Many years ago there was played on a popular late-night talk show (a program dedicated to paranormal topics), an audio clip said to have been taken of vocal pandemonium originating way beneath the earth. I recall this indelible recording to this day: the chilling sound of screams and hollering, supposedly of people inhabiting the inner region of the planet. I forget how this bit of audio was said to have come into being, and it’s likely that most of the nation-wide listeners thought it nothing more than a hoax.

What to make of some “deathbed visions,” in which loved ones, at the bedside of the soon-to-be departed, have witnessed the dying, amidst their slipping in and out of wakefulness, describe horrific images of the afterlife just prior to their passing? Some of these near-decedents have been known to shout out terrified final words; wide-eyed, their mouths agape.

Recently, I re-watched an excellent documentary titled “Root Of All Evil,” hosted by Richard Dawkins. Although I am not an atheist as Mr. Dawkins is, there is a part in the program in which the belief in everlasting torment is discussed. It has the host seated in conversation with a child psychologist. They discuss the doctrine of Hell and how this is particularly unsettling and potentially psychologically damaging for a small child to be indoctrinated in. Mr. Dawkins is also shown attending a religiously based theater that specializes in the putting on of Hell-themed morality plays.

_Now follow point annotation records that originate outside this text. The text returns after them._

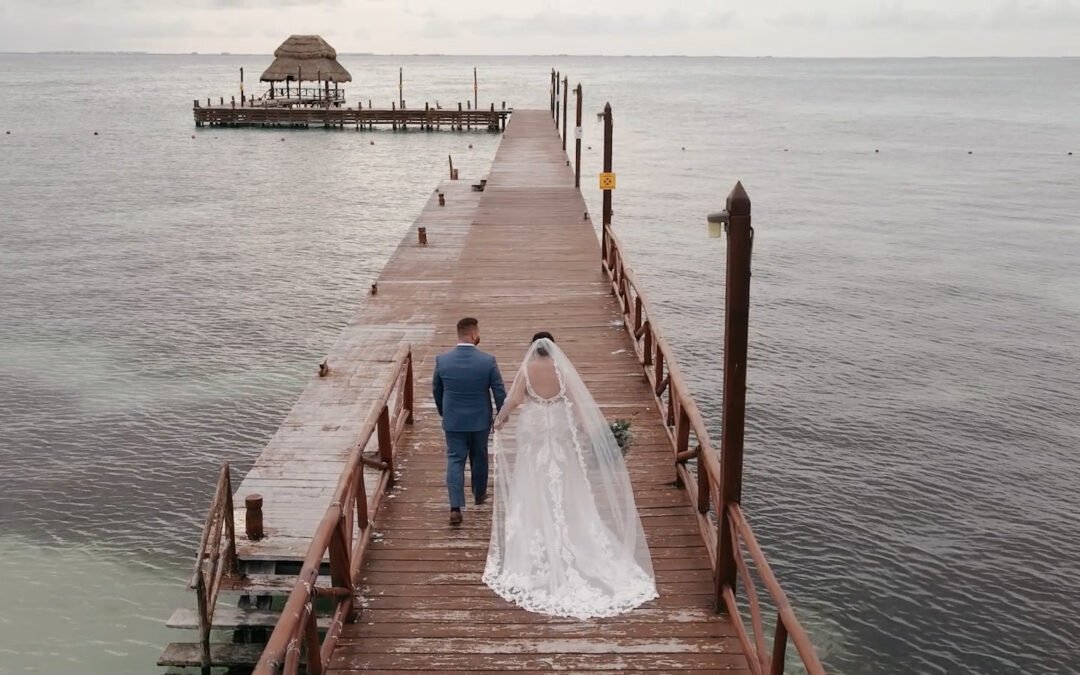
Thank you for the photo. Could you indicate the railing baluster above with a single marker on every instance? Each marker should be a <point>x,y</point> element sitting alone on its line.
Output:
<point>779,647</point>
<point>682,432</point>
<point>361,490</point>
<point>408,388</point>
<point>314,653</point>
<point>386,443</point>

The Bible is very explicit when it speaks of what will become of the damned. Still, there are a few unorthodox sects that teach that when the Bible speaks of torment and lakes of fire, that this language is meant to be understood metaphorically; that no God of love would literally condemn the wicked to an eternity of conscious agony. I suppose anyone can put their own euphemistic spin on what is plainly worded in Scripture but it doesn’t alter the fact of what the Bible unequivocally states. Theologians have noted that Christ speaks more of damnation than he ever does of heaven. The account at Luke 16:19-31, of “The Rich Man and Lazarus,” always disturbed me growing up as a child within a Bible-believing community that nevertheless taught soul-sleep and annihilationism for the unrighteous. (If but a parable and not an actual past or future experience, why would Christ, of all the scenarios imaginable, choose to use such a disturbing setting to illustrate a teaching, if only to be interpreted allegorically?) Numerous verses in the books of Matthew and Revelation refer to Hell, without outright calling the condition or place by this name. (The word “rapture,” for example, is not used in the Bible, but the teaching of it is explictly expressed.) The teaching of eternal torment it is also mentioned in passing within the Epistles (e.g. Hebrews 10:27).

Do I believe in Hell? If it’s real it really doesn’t matter what my belief of it is. If it exists, I don’t think we humans “create our own” version of it, as is commonly thought by many afterlife believers nowadays, but rather will take the Bible’s word for it that it’s a place of judgment reserved for impenitent sinners and deniers of Christ.

It is one, if not a major, reason why I am not a Christian. It has nothing to do with my wanting to do my own thing, living apart from God, or deceiving myself into thinking that I can be (like) God. I simply cannot love and would never want to worship a deity that condones torture.